Can Canada keep it together?
Pressure can expose structural weaknesses and Trump’s threats have already exposed at least one vulnerability in Canada — the politics of oil and national unity.
Whatever Alberta Premier Danielle Smith’s protestations that American access to Canadian oil — arguably Canada’s greatest point of potential leverage — should not be part of any response to American aggression against this country, Trudeau maintained on Tuesday that “everything” is on the table. But he promised to make sure no region or industry shouldered an outsized share of the burden. He also said the federal government would try to minimize the hardship for Canadians — holding out the example of the ketchup wars of 2018.
“This is an important and challenging moment for Canada and for Canadians, and we know there will be many such moments through all of it,” Trudeau said. “I want to be clear that we have Canadians’ backs.”
Picking up on Trump’s promise of a new “golden age” for Americans, Trudeau tried to position Canada within that.
“President Trump said that he wants to usher in a golden age for the United States that will require more steel and aluminum, more critical minerals, more reliable and affordable energy, more of everything to run the U.S. economy,” he said. “Canada has all those resources, and we stand at the ready to work with the United States to create a booming and secure North American economy.”
Reasonable minds might debate the exact lustre of the age to which the United States is now headed. But wherever it is going, Canada may be compelled to make the best of it.
By Tuesday at 4 p.m., the official microphone in the lobby had been taken down.

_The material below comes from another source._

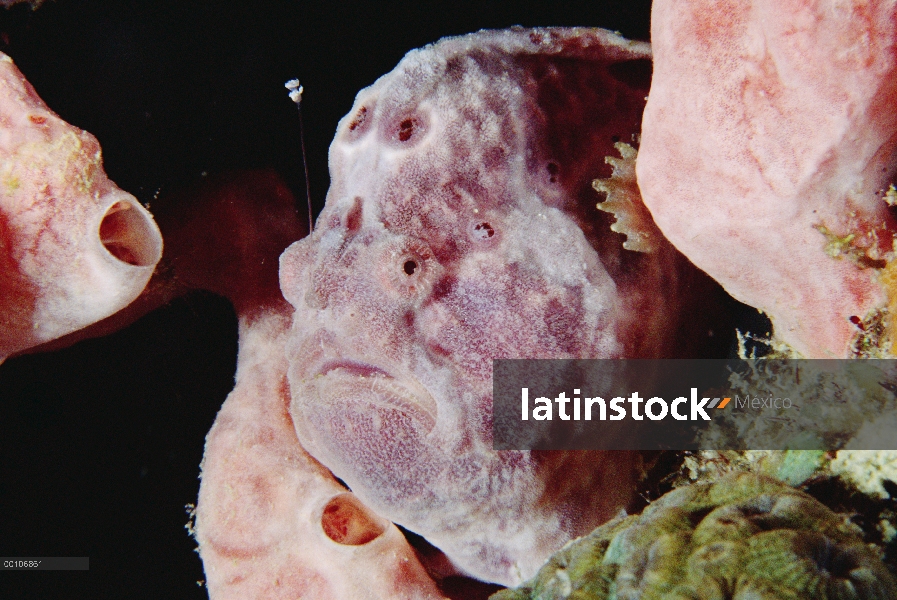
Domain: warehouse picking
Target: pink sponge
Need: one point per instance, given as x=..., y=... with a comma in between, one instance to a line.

But then a new Wall Street Journal story landed — this one claiming that Trump would use the threat of tariffs to persuade Canada and Mexico to reopen the continental free trade deal they signed in 2018.
Cabinet ministers emerging from their last discussion were asked to respond to news they had not yet read.
“We’ll see what the report is, but trust me, we’re always ready — we’re Canadians,” Industry Minister François-Philippe Champagne said with his typically chipper assurance.
Would it be wise to renegotiate right now, a reporter asked. Champagne tried a few different responses.
“Listen, it’s always a good thing to make sure that we’ve — you know, we have to stop being, you know as Canadians — I think we need to be strong, I think we need to be confident, we need to be ambitious. Let’s turn that around. The best defence is the offensive, is to be on the front foot.”
Immigration Minister Marc Miller, stopped by the stairs, offered similar reassurances before landing on something of a new credo for this new era.
“I think we’re ready for any circumstance. That’s been the case since Trump won the election,” said Miller. “So let’s get ready to dig in for four years. And let’s not be surprised by surprises anymore.”